The primary beneficiary of Venezuelan oil is the United States, which consumed 19.5 million barrels of domestic and imported crude per day in 2008, according to the USGS.
Venezuelan socialist leader Hugo Chavez, a longtime antagonist to U.S. political leaders, recently approved construction of a massive oil refinery as a joint venture between state-run Petróleos de Venezuela and China's state-run CNPC. The project, projected to cost some $6 billion USD, would ensure a steady flow to as much as 10 percent of China's oil imports, according to Reuters. China consumed 7.9 million barrels of crude oil per day in 2008, according to the USGS.
The announcement is likely to cause waves in Venezuela's political circles, where oil diplomacy has been a key to the country's global outreach. That the estimate comes from a U.S. firm is also likely to sharpen President Chavez's rhetoric, which has in recent months repeatedly decried U.S. military presence in neighboring Colombia.
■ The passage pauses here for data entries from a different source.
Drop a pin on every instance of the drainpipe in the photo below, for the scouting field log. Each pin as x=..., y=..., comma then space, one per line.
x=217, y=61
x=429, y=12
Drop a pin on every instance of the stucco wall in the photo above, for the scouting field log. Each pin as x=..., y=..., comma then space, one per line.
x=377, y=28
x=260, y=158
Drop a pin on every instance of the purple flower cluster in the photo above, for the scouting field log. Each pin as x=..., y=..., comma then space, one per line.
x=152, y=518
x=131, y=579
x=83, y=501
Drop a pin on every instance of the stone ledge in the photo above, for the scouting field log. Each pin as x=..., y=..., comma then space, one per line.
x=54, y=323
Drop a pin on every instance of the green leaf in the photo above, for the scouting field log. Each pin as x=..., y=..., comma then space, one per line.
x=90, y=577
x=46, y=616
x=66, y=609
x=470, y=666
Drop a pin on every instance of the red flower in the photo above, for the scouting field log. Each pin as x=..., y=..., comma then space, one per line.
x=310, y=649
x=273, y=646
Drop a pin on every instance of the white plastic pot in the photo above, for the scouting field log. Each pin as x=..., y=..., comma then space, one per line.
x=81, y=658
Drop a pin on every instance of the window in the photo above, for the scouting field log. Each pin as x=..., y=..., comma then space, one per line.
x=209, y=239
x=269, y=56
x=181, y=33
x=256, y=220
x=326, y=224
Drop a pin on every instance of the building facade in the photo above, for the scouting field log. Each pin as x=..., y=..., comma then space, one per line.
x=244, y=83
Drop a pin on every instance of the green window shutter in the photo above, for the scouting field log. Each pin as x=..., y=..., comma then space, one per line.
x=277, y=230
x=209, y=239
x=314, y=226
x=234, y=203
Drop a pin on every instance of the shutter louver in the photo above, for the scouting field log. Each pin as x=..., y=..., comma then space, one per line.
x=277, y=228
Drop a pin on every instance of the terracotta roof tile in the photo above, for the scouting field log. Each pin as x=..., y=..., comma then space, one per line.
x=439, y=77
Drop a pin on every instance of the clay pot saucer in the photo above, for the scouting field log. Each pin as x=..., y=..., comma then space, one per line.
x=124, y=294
As recently as November, 2009, Chavez warned Venezuelans to "prepare for war" with the United States and Colombia, arguing that rapidly expanding defense spending was prudent in the face of such a perceived threat. The U.S. State Department claimed its agreement, settled in August, allows U.S. soldiers to operate drone aircraft from Colombian military bases as a way of prosecuting the drug war.
Shortly after the announcement, Colombia said it would suspend all gas exports to Venezuela. In response, Chavez froze all diplomatic ties with the country.
Ecuador, Bolivia, Brazil and Argentina have also objected to Washington's plan to use Colombian military bases, calling the US military deployment suspiciously large.